統計検定は意味ない?就職や転職でメリットはあるの?
種類 | 難易度 | 合格率 |
民間検定 | 普通 | 45% |
受験資格 | 取得費用 | 勉強時間 |
誰でも受験可 | ~1万円 | 6か月程度 |
活かし方 | 全国の求人数 | おすすめ度 |
スキルアップ | 4件 |
- 上記は文系出身の初学者が2級を受験した場合の例です。
- 全国の求人数は、ハローワークの情報を基に2024年7月4日に集計。
統計に関する知識や、統計の集計結果をビジネスに活用する能力を評価する民間の検定試験です。
就職や転職に活かすのではなく、あくまでも仕事に知識を活かすためのスキルアップの試験です。社会人には2級がおすすめです。
統計に関する仕事に就きたいのであれば現実的には学歴が優先します。
優秀な大学あるいは大学院で高度な数学を学んだ経歴が求められます。
統計検定とは
データを分析して客観的に判断する能力を身に付ける
統計検定とは、統計に関する知識や、統計の集計結果をビジネスに活用する能力を評価する民間の検定試験です。
様々なデータを分析し、結果を客観的に判断し、科学的に問題を解決する能力を身に付ける狙いがあります。

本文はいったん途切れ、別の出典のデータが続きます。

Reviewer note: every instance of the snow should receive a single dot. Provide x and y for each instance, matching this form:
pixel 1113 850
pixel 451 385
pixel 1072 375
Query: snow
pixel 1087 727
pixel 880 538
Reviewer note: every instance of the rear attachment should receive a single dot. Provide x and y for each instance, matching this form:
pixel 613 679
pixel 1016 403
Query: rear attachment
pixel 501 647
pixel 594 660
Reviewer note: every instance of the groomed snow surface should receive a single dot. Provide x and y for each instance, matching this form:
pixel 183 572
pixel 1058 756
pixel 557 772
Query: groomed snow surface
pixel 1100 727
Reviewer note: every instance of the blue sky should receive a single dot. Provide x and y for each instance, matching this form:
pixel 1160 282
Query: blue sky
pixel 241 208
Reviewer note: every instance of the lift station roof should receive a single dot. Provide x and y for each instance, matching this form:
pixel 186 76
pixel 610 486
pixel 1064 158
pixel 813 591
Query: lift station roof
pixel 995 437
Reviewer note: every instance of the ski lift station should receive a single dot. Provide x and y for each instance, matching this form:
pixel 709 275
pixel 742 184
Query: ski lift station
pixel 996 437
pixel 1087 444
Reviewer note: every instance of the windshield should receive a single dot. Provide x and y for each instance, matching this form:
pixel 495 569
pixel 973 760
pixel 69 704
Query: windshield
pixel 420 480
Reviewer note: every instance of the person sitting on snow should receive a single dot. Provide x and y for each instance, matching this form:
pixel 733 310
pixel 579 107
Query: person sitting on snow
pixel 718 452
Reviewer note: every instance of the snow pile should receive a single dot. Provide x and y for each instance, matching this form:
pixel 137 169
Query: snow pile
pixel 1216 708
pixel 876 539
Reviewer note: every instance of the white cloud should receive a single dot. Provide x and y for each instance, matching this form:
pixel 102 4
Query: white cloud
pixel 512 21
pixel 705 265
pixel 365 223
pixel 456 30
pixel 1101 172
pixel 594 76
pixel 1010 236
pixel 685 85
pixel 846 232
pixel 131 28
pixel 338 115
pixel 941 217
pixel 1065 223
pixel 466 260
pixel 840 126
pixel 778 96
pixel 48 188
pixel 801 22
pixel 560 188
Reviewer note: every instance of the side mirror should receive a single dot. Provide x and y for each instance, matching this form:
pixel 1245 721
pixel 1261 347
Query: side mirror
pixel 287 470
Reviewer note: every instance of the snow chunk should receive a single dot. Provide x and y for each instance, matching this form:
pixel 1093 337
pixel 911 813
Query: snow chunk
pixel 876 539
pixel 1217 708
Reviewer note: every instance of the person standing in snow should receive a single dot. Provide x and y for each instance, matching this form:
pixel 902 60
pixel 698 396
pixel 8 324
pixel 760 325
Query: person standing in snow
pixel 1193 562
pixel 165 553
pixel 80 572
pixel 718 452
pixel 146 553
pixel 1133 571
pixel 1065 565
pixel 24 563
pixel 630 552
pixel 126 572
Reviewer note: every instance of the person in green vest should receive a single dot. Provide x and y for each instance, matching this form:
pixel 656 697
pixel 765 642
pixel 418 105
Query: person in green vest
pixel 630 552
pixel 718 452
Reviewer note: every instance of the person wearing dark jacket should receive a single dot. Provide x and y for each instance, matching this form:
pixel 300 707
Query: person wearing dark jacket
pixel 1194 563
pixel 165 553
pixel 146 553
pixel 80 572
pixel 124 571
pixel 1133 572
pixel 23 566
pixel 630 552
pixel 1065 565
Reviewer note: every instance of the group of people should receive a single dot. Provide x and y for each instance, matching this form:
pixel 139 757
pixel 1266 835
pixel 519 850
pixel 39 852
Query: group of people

統計検定の試験の種類には、難易度の低い順に4級、3級、2級、準1級、1級があります(他に5種類の検定有り)。
2級・1級であれば、試験の学習を通して、統計データ・統計学の知識に基づいた統計解析手法の活用方や問題解決の能力が身に付きます。
得た知識は実際に仕事で役立つので、社会人が多く受験します。
3級・4級はデータのまとめ方や読み取り方、それに基づいたデータの活用方法などを中心に試験が出題されます。
社会人にとどまらず小学生や中・高生も受験します。
主催者サイト:統計検定:Japan Statistical Society Certificate
そもそも統計を扱う「統計学」とは何を学ぶのか?
私たちの周りには数限りないほどのデータ(情報)があります。
人口、年齢、寿命、気象データ、会社の売上、収入や貯蓄額、試験の得点結果・・・統計的なデータから、最近では個人の趣味や趣向の情報など無限と言えるほどの種類と量です。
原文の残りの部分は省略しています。